第240話 ハイブリッド兵器への道 途中視察 11月上旬

<<マ国 スバル 軍需工廠>>


ここ、マ国とラメヒー王国の国境都市には、軍需工廠がある。今は、スタンピードに向けて、2カ国で合同研究をやっているとのこと。今日は、研究成果を見せてくれるということで、ここ、スバルにやってきた。


もちろん、移動はゲートで一瞬だ。


イセとエウロペアさんに連れられ、工廠の野外ヤードに出る。


そこには、どこかで見た戦車もどきがいた。通称ガンタンクだ。


「おお、いたいた。もう、こいつ可愛くってな。よく持ってきてくれた」と、イセがにこにこして言った。


これ、可愛いかなぁ。

まあ、感性の問題だから、とやかく言うのは止めよう。


「これ、効果はあったの?」と、聞いてみる。


「大ありじゃ。説明を頼む」と、イセがガンタンクの横にいたマ国の魔道具士に向けて言った。


「はい。ガンタンクの命中性能は、対ファイターでも有効です。砲弾威力は空間バリアを多重掛けしていた場合は、受け止められることもありますが、搭乗している人間は無事では済みません。なお、榴弾の場合ですと、1発命中でほぼ行動不能。3発命中で艦載機のフレームにダメージが入ると共に、大抵の魔道士はクリアされるでしょう」と、エンジニアの人が言った。


結構凄い気がする。


「まあ、空間バリアは術者の敵性や熟練度で強度かかなり異なる。今のはあくまで平均的な目安じゃ」と、イセが補足する。


「はい、その通りです。それから、異世界で使用する兵器ですので弾薬の消費が問題になりますが、今、自作を試みています。榴弾なら、なんとかなるでしょう」と言った。


なぬ? 何とかなるのか。


「このリボルバーカノンというシステムは、多少重量があるが、連射性を考えるとなかなかよい」と、イセが言った。


「ラメヒー王国のロングバレルは60口径30ミリ無反動砲という部類になります。マ国のバズーカ砲もほぼ同じです。同じ口径の火薬兵器より、魔道兵器の方が性能が連射性能以外は優れていますね。そして、このガンタンクの砲は90口径35ミリのリボルバーカノンという分類になります。威力も射程も連射性能も優れています。弾薬を魔道具化させたり、銃口部分に再加速魔術を行使したりすれば、まだ性能が上がると思います」とは、三角重工のエンジニアだ。


「問題は今の艦載機では取り付けが難しい事じゃ。だが」と、イセが言って、泊めてあるボロボロの移動砦を指し示す。


移動砦の上半分が無残に破壊され、ボディには黒いススが付いている。操縦室もむき出しだが、こちらは修理の跡が見える。


そして、そのぼろぼろの移動砦から、リボルバーカノンが数機突き出ている。


「あれは、グ国から鹵獲した旧式の移動砦じゃ。復旧する気が起きないくらいボロボロだが、カノンのキャリアーとしてなら役に立つだろう」と、イセが続けて言った。


さすがは、ずっと戦争をし続けている国の感覚だ。

動力部分だけ生き残っている移動砦を、リボルバーカノン用のガンシップにするつもりだろう。見た目は悪いが実用性を重視したようだ。


俺の隣では、エウロペアさん、心の中でエウさんと読んでいる女性がガンタンクを物珍しそうに見つめている。

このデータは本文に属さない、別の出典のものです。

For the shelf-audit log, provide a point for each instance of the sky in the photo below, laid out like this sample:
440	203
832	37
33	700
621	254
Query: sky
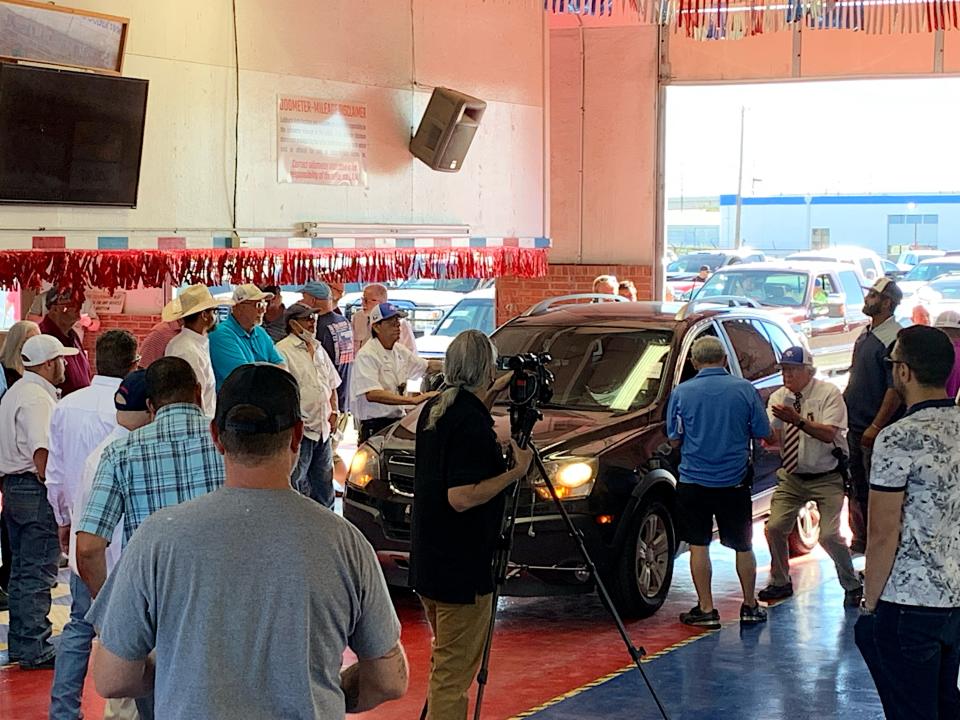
860	136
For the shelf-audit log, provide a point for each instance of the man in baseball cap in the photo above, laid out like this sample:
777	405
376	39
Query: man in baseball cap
258	534
25	416
872	402
241	339
809	422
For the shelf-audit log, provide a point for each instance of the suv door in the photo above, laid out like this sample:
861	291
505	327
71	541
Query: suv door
755	359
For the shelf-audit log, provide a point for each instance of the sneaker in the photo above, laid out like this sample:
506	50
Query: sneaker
47	664
851	598
698	618
775	592
750	615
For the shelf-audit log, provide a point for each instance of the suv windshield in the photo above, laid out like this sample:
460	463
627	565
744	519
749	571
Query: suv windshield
693	263
928	271
767	287
463	285
615	369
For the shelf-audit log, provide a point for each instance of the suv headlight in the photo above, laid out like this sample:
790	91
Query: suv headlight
572	477
364	467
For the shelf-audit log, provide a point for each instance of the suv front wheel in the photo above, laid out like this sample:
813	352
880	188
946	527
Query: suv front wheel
644	567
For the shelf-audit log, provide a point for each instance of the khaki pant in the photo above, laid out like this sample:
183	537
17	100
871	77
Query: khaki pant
791	494
459	632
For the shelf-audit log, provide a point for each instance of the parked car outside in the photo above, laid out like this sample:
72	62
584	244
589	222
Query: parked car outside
476	311
909	258
867	264
426	301
603	440
682	273
823	301
935	297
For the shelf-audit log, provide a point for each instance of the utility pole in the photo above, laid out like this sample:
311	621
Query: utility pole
736	232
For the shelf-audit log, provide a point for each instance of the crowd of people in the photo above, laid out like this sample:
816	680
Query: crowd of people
169	484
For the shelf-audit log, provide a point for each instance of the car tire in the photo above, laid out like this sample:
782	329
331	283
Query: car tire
806	533
644	568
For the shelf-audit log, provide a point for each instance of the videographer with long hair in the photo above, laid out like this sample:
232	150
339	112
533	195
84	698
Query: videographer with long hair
457	515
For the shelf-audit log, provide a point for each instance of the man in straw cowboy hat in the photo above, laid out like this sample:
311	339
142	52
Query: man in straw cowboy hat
197	309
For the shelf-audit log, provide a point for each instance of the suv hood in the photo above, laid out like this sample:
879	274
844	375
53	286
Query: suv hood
560	431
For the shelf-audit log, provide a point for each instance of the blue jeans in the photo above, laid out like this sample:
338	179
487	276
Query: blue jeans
313	475
73	654
35	549
913	654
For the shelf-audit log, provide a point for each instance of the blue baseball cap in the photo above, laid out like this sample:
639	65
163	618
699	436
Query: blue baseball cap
796	355
385	311
318	289
132	393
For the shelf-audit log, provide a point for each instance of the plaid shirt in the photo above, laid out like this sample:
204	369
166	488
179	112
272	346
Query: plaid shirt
169	461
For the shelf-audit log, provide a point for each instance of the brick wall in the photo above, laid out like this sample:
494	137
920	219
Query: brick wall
139	325
514	295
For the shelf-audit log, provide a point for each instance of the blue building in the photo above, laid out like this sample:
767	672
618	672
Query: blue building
884	223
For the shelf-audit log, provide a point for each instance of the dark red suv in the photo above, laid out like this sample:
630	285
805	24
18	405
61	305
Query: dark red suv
603	441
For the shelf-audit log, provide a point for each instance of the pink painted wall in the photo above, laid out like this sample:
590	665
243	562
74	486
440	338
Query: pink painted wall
613	220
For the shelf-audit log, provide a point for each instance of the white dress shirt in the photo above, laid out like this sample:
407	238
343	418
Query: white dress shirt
195	349
25	413
80	422
82	494
361	332
317	378
376	368
821	402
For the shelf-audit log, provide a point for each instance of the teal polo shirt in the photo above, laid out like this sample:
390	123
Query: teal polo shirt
715	415
231	346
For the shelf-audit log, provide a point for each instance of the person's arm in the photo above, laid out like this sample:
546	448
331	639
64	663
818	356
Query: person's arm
55	473
388	398
883	537
369	683
891	403
115	677
464	497
40	457
92	561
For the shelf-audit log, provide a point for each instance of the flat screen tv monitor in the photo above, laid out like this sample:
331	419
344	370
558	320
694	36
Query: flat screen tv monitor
69	138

「その、リボルバーカノンの中身を見せてくれないか?」と、エウさんが言った。


・・・


ボロボロの移動砦に登り、カノンのむき出しの部分を見せてくれる。


「ここが回転して砲弾を装填します。撃った後の薬莢も自動で排出されますが、今、無薬莢の魔道弾薬の研究も進めています」と、エンジニアの人が言った。


「なるほどね。対空兵器は命中精度、すなわちレーダー追尾と連射が正解か。そうよね。魔術を放たれる前に仕留めなければいけないから」と、エウさんが言った。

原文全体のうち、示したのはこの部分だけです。